Writing on April 15, 1949, Merton was obviously referring to the then still unreformed Holy Saturday liturgy. Of that peculiar state of affairs, Philip J. Goddard (himself no great fan of our contemporary Holy Week liturgy) has written: "Over the course of time the most important liturgical function of the entire year had become, so far as the faithful were concerned, merely a series of arcane and largely incomprehensible rites carried out very early in the morning by the clergy in churches empty of all except the odd liturgical enthusiast. It also involved the anomaly of celebrating the first Mass of Easter before the formal conclusion of Lent at midday. It is something of a wonder that this indefensible state of affairs was allowed to continue for so many centuries before the celebration of the Vigil was restored to its proper time." (Festa Paschalia: A History of the Holy Week Liturgy in the Roman Rite, 2011, p. 278).
It may have been an "indefensible state of affairs," but it has certainly left its mark on the character of Holy Saturday. Pius XII's 1955 reform aimed at setting that all right again, but of course, human behavior is hard to change. The new rubrics were dutifully observed, and more people attended the restored Vigil than had in the past (and probably more than do so now). But the idea of Holy Saturday as an "aliturgical" day never really caught on. The Easter Vigil, which was theoretically supposed to end with a Mass starting at about midnight, was widely anticipated at the earliest legally allowable hour (as early as 6:30 in one cathedral in the 1960s). This was especially convenient for those reluctant to be out late at night (even in an era when people were still flocking in great numbers to Christmas Mass at midnight).

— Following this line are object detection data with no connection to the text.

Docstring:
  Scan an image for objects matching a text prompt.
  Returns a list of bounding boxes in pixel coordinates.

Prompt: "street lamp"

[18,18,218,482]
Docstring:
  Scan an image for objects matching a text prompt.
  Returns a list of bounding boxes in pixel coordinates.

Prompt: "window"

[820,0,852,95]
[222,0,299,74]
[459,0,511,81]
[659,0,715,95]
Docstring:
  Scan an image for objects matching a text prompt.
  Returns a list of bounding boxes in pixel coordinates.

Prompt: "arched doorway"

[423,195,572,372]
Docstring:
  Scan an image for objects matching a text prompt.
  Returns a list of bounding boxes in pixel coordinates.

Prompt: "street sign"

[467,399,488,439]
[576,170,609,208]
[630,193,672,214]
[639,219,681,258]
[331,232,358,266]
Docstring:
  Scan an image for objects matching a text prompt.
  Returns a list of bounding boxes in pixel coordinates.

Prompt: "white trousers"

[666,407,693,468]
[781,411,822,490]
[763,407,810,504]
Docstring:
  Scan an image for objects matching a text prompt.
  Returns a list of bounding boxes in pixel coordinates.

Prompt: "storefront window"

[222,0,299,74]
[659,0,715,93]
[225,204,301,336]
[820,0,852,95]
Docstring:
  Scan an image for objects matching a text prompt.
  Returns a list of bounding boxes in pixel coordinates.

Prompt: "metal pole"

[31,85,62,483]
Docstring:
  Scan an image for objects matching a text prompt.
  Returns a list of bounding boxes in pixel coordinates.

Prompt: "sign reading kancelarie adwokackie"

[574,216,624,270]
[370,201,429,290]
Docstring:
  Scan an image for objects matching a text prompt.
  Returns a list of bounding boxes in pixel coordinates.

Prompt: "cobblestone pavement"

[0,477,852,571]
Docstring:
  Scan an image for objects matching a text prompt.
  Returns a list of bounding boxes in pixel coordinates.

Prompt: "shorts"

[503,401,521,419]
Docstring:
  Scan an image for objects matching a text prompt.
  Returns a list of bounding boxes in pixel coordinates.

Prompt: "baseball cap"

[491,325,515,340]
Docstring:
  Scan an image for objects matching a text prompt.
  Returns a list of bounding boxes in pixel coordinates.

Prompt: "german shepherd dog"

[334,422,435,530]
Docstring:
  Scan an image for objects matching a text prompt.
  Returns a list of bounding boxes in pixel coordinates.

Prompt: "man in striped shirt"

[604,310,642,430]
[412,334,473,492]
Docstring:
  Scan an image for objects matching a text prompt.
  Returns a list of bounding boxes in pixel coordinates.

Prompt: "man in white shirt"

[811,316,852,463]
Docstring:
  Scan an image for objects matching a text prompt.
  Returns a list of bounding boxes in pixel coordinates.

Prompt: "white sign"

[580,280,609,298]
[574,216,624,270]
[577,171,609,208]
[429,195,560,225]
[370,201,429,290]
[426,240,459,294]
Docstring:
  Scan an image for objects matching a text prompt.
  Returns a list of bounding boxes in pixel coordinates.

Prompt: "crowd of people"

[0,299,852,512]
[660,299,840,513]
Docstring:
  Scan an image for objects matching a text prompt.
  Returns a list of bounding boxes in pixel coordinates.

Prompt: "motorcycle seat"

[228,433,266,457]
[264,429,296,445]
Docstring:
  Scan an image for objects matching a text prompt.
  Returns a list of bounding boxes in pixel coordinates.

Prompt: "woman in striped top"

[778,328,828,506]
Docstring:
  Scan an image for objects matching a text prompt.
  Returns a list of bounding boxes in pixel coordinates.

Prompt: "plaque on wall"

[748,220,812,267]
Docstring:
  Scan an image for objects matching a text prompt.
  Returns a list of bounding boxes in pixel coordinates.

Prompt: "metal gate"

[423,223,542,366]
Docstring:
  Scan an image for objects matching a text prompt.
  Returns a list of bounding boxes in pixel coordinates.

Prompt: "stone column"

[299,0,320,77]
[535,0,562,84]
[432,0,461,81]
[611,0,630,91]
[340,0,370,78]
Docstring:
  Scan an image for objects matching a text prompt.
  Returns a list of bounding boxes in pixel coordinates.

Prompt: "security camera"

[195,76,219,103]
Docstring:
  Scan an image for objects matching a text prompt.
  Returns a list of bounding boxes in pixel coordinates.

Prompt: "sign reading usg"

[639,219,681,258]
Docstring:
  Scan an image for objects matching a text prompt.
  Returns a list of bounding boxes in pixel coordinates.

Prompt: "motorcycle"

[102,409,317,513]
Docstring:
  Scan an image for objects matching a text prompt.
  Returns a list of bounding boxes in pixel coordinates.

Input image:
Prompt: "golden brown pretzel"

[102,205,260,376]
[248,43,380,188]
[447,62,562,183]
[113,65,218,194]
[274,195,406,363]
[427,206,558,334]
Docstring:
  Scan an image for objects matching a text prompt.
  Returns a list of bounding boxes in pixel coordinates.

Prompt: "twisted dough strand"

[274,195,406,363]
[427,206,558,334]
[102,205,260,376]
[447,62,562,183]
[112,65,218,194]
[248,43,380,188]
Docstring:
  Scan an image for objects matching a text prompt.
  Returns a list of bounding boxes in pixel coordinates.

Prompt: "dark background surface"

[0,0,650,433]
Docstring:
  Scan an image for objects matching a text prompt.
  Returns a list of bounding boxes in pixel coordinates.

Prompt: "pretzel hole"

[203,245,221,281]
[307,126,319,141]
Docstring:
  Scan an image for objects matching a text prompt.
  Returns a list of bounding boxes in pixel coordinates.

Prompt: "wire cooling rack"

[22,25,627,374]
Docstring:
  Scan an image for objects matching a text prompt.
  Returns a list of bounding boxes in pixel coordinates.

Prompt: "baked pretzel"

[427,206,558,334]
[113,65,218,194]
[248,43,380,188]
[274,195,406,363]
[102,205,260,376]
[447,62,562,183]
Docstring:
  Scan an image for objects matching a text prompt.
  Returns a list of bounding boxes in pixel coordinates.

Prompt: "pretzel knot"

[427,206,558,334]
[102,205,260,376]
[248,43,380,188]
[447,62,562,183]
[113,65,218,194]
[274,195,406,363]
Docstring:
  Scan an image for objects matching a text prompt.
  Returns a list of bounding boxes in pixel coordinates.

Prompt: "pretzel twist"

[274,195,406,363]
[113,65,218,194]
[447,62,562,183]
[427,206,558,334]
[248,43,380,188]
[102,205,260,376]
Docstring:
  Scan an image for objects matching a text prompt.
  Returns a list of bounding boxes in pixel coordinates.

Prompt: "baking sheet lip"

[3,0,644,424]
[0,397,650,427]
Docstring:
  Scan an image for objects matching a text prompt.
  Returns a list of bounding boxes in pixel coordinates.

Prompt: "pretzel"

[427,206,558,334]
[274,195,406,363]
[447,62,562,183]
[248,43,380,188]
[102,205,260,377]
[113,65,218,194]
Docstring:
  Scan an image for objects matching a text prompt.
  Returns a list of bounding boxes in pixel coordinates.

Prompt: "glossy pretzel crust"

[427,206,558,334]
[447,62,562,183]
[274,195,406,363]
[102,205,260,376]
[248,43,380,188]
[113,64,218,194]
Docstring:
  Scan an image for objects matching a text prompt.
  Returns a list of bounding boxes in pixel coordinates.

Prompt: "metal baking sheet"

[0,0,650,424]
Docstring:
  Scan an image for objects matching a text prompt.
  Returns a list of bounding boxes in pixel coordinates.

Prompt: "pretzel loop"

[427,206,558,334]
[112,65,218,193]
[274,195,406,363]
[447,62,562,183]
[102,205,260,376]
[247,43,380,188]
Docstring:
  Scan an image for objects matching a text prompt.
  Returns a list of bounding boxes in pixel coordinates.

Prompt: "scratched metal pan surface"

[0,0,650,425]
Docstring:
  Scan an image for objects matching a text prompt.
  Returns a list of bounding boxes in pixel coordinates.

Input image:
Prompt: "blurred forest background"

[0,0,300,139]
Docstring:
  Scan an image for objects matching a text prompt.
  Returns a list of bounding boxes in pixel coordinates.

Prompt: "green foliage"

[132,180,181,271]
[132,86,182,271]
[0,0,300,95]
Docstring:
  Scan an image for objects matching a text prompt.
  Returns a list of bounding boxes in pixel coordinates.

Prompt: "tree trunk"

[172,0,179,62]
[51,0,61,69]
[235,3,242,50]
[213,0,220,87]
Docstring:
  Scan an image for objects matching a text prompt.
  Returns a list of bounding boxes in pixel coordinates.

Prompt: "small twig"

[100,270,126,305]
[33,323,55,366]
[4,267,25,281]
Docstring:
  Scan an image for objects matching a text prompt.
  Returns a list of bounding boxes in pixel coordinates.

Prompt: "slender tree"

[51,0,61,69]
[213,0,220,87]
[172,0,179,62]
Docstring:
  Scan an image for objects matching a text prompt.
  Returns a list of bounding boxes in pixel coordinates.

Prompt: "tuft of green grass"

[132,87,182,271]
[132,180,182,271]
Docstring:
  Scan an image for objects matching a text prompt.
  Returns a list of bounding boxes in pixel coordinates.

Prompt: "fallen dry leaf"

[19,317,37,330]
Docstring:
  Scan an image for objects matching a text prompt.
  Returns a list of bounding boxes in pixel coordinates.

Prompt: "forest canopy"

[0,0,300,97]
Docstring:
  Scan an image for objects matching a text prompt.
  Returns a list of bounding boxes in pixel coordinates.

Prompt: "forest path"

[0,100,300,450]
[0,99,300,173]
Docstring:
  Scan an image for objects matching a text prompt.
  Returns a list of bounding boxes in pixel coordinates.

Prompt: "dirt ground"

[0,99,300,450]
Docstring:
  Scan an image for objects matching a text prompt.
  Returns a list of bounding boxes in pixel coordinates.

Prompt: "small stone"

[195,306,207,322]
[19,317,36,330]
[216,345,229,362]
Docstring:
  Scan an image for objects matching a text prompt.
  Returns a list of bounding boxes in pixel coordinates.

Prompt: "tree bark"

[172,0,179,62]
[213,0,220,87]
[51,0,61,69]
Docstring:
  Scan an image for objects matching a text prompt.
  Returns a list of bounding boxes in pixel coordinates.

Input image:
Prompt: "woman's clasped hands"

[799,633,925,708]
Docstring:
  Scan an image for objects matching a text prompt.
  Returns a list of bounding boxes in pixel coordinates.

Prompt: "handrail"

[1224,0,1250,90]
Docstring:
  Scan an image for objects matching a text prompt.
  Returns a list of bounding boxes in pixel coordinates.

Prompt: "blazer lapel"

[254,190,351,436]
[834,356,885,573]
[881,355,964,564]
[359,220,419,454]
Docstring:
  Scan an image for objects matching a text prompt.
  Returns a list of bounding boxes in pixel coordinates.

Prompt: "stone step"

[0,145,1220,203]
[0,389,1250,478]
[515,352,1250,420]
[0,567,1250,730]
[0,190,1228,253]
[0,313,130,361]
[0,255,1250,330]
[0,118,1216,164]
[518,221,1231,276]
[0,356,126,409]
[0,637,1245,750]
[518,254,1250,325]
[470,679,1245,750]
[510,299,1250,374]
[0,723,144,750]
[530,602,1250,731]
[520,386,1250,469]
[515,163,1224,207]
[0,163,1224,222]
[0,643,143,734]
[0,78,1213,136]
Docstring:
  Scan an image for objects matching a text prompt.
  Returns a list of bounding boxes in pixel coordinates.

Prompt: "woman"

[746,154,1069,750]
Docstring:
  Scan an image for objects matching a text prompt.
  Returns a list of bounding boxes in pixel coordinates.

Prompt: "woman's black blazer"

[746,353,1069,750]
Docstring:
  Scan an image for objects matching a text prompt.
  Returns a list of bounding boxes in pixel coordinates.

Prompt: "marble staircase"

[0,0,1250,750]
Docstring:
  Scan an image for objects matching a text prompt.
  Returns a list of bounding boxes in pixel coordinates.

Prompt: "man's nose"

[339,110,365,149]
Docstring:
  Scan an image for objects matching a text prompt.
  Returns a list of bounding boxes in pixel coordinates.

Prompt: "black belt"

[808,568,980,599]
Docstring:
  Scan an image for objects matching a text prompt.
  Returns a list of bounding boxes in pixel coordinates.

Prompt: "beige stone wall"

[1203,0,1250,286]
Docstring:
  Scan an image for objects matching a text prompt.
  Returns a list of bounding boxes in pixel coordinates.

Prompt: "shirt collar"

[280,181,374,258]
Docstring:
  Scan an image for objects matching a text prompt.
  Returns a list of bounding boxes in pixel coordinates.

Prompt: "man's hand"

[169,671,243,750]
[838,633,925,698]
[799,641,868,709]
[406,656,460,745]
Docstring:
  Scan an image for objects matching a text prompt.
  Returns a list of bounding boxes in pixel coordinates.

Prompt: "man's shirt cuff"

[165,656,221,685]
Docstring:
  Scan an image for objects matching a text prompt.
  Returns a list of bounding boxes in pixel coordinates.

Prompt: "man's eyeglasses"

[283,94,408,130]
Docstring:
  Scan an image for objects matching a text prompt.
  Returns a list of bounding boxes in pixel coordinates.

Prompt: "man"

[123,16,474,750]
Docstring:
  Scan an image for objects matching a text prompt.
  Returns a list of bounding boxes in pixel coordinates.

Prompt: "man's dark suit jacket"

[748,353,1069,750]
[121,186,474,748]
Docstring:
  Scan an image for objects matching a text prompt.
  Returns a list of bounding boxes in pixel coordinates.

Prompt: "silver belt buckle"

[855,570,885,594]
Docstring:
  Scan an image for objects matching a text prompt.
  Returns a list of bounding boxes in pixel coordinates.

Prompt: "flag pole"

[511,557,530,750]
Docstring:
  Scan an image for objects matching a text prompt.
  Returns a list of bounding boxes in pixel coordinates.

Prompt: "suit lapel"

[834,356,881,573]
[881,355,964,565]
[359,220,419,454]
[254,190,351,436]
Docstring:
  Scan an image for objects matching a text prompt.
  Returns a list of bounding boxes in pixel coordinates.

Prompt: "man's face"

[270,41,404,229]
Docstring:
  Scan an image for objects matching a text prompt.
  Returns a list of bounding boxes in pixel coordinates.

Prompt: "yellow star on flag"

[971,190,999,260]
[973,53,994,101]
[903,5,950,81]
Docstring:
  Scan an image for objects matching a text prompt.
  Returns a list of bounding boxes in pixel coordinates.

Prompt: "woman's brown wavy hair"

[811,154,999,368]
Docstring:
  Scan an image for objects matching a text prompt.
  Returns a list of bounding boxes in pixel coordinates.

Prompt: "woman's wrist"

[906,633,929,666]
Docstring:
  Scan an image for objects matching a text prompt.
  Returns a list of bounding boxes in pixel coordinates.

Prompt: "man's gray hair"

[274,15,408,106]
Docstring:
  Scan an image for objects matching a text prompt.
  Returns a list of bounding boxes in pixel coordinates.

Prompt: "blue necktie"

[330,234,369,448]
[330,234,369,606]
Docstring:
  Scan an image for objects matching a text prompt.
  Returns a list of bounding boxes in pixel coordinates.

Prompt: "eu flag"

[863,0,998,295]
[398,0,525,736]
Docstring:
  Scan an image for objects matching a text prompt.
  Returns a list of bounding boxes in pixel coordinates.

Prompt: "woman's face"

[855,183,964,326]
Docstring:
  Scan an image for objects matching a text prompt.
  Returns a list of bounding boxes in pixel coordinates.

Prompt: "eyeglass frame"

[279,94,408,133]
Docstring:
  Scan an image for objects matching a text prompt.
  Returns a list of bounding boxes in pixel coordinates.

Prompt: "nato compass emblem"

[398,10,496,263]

Also it meant that decorating churches with elaborate Easter floral arrangements could be done late Saturday evening instead of sometime after midnight.But it created the idea - or rather reinforced the existing older idea - that the Easter Vigil was a liturgy of Saturday rather than the first liturgy of Easter Sunday.
It is quite clear in the current (post-1969) rite that Holy Saturday is the second day of the "Easter Triduum," and that the Easter Vigil is part of Easter Sunday, the third day of the Triduum. But that too seems to be a well-kept secret for many. And it hardly helps that, in the current, now twice-reformed rite, the Vigil has really become somewhat vestigial, and the ceremony appears to all intents and purposes as just an extra-long Saturday evening Mass. Meanwhile, even among the devoutly observant, Holy Saturday - far from being the day of prayer and fasting, focused on Christ's burial and descent among the dead, that the Roman Missal enjoins - has become a day of feverish activity in anticipation of Easter. By rights, the church should remain bare until the Gloria, when the bells are rung and the statues uncovered. In fact, however, in most places the statues have been uncovered and the church festooned with flowers since sometime Saturday morning. It was eminently understandable, of course, back when the Lenten fast was taken so much more seriously, that people were eager to anticipate Easter a day early. And, despite the effective abandonment of authentic Lenten fasting, that same mindset still seems to survive even to today.
So this morning - after dutifully celebrating the Office of Readings and Morning Prayer in the church, at which we heard the wonderful ancient homily depicting Christ's descent to the domain of the dead - I immediately shifted gear and joined my dedicated parish volunteers in a morning of festive decorating, complete with cookies and coffee.
It is, as I said in this space last year, a very strange day indeed - but wonderful in its own way!